Pressure from molecular collisions

• Gas pressure arises from the change in momentum of particles colliding with container walls.

• More frequent collisions or harder collisions give a greater pressure.

• The kinetic-theory result is $P=\dfrac{1}{3}\rho\overline{c^2}$, often written as $P=\dfrac{1}{3}\rho v^2$.

• Here $\rho$ is the gas density and $v^2$ means the mean square translational speed.

• This shows pressure depends on both how much mass is packed into the volume and how fast the molecules are moving.

• If temperature increases, average molecular kinetic energy rises, so collisions become more forceful.

• At constant volume, this leads to higher pressure.
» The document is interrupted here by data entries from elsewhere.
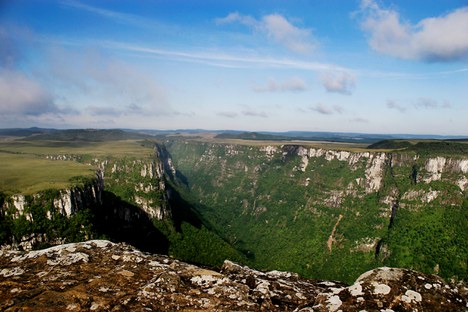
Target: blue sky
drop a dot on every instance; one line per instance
(352, 66)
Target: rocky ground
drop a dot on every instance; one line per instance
(102, 276)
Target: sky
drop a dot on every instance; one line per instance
(364, 66)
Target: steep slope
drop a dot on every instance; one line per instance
(280, 205)
(128, 201)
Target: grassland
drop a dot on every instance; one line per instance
(25, 169)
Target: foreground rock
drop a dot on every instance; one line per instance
(103, 276)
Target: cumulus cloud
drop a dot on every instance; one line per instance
(253, 113)
(391, 104)
(20, 95)
(428, 103)
(277, 28)
(292, 84)
(338, 82)
(327, 110)
(441, 39)
(124, 88)
(227, 114)
(359, 120)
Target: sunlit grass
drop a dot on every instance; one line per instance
(28, 174)
(25, 169)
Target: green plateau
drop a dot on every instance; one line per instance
(326, 210)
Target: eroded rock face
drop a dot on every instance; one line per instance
(102, 276)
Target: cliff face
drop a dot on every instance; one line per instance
(281, 206)
(102, 276)
(51, 216)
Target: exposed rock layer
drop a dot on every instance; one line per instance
(103, 276)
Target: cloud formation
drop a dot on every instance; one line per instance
(338, 82)
(391, 104)
(227, 114)
(326, 110)
(19, 95)
(434, 39)
(124, 88)
(277, 28)
(294, 84)
(253, 113)
(428, 103)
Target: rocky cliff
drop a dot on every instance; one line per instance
(102, 276)
(29, 221)
(330, 213)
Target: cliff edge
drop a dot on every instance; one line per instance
(102, 276)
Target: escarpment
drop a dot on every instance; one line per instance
(103, 276)
(272, 207)
(279, 204)
(119, 202)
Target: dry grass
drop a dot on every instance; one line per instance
(25, 169)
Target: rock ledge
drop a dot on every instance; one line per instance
(102, 276)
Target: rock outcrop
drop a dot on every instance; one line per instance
(102, 276)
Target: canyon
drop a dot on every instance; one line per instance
(320, 212)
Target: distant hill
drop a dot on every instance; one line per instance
(88, 135)
(459, 146)
(253, 136)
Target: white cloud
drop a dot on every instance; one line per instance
(283, 32)
(359, 120)
(20, 95)
(326, 110)
(292, 84)
(253, 113)
(118, 88)
(227, 114)
(277, 28)
(391, 104)
(338, 82)
(443, 38)
(428, 103)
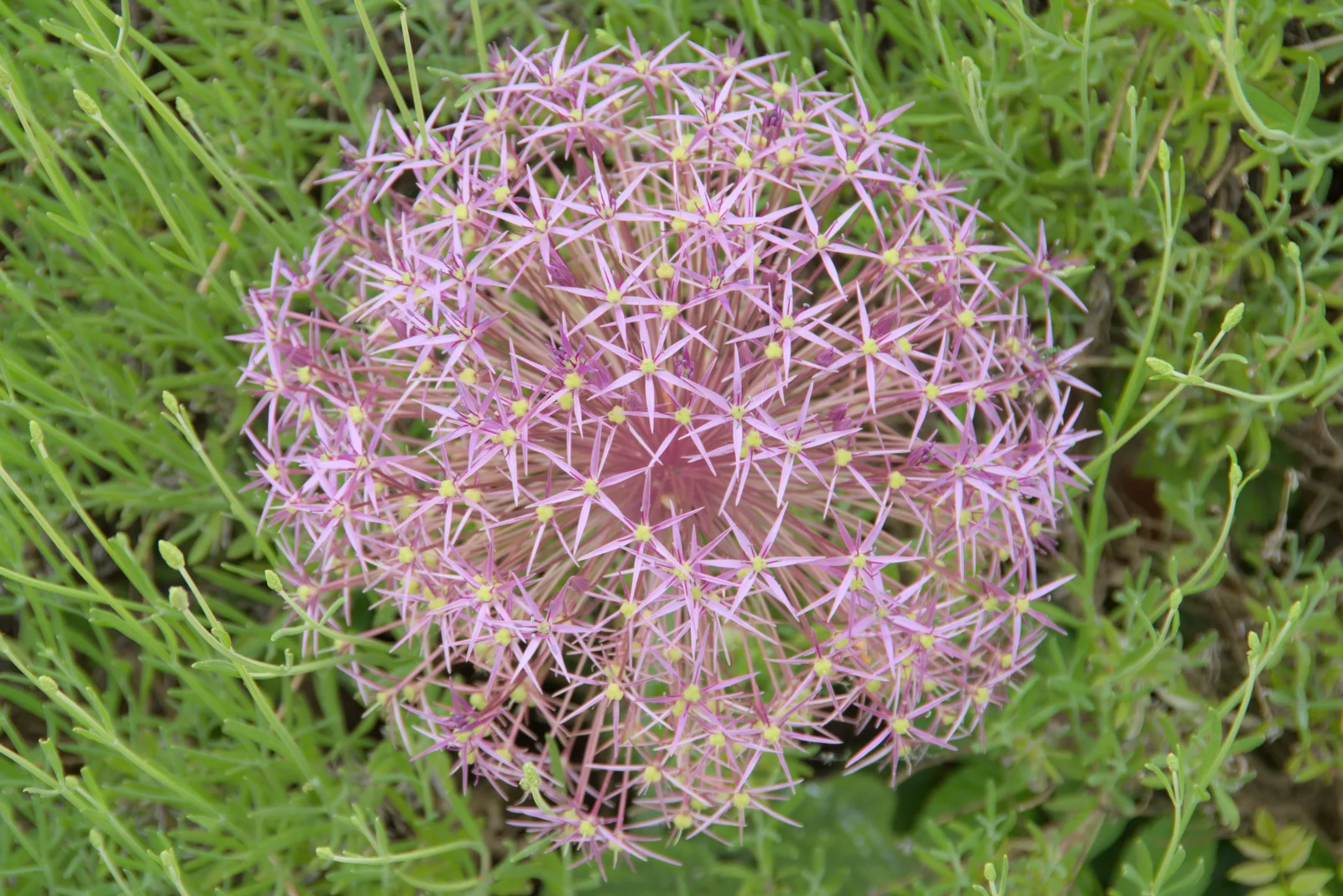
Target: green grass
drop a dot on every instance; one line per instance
(165, 741)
This diagram shows a gas molecule colliding with a wall and reversing its momentum component perpendicular to the surface. It helps explain how repeated molecular collisions produce pressure. This is the key microscopic picture behind the kinetic-theory expression for pressure. Source

Temperature and internal energy

• For an ideal gas, temperature is linked to the average translational kinetic energy of molecules.

• For a monatomic ideal gas, the internal energy is only the random kinetic energy of the molecules.

• Required equations: $U=\dfrac{3}{2}Nk_BT$ and $U=\dfrac{3}{2}nRT$.

• So for a monatomic ideal gas, internal energy depends only on temperature.

• If temperature stays constant, internal energy stays constant.

• If the number of molecules doubles at the same temperature, internal energy doubles.

• Do not apply these $U$ equations to gases unless the question specifies ideal monatomic gas.

Ideal gas vs real gas

• A real gas differs from an ideal gas because molecules have finite volume and can exert intermolecular forces on each other.

• The ideal gas approximation works best at high temperature, low pressure, and low density.

• Under these conditions, particles are far apart and interactions are less important.

• Real gases deviate more from ideal behaviour at low temperature and high pressure.

• In explanations, connect this to particles being closer together, so their size and intermolecular attraction matter more.

• If the question asks when the model is valid, state the conditions and the particle-level reason.

This image shows several ideal-gas isotherms on a $P$–$V$ diagram. It helps students recognise how pressure changes with volume for different constant temperatures. It is useful for interpreting qualitative graph questions and linking them to Boyle’s law. Source

Exam traps and strategy

• Always convert temperature to kelvin before substituting into gas equations.

• Check whether the gas amount is given as $N$ or $n$ before choosing $k_B$ or $R$.

• Distinguish carefully between microscopic explanations (molecules, collisions, momentum) and macroscopic quantities ($P,V,T$).

• In proportionality questions, decide first which variables are constant.

• In “explain” questions, mention collision frequency, momentum change, and molecular kinetic energy where relevant.

• For graph questions, describe both the shape and the constant variable.

• Remember that the syllabus limits gas laws to constant volume, constant temperature, constant pressure, and the ideal gas law.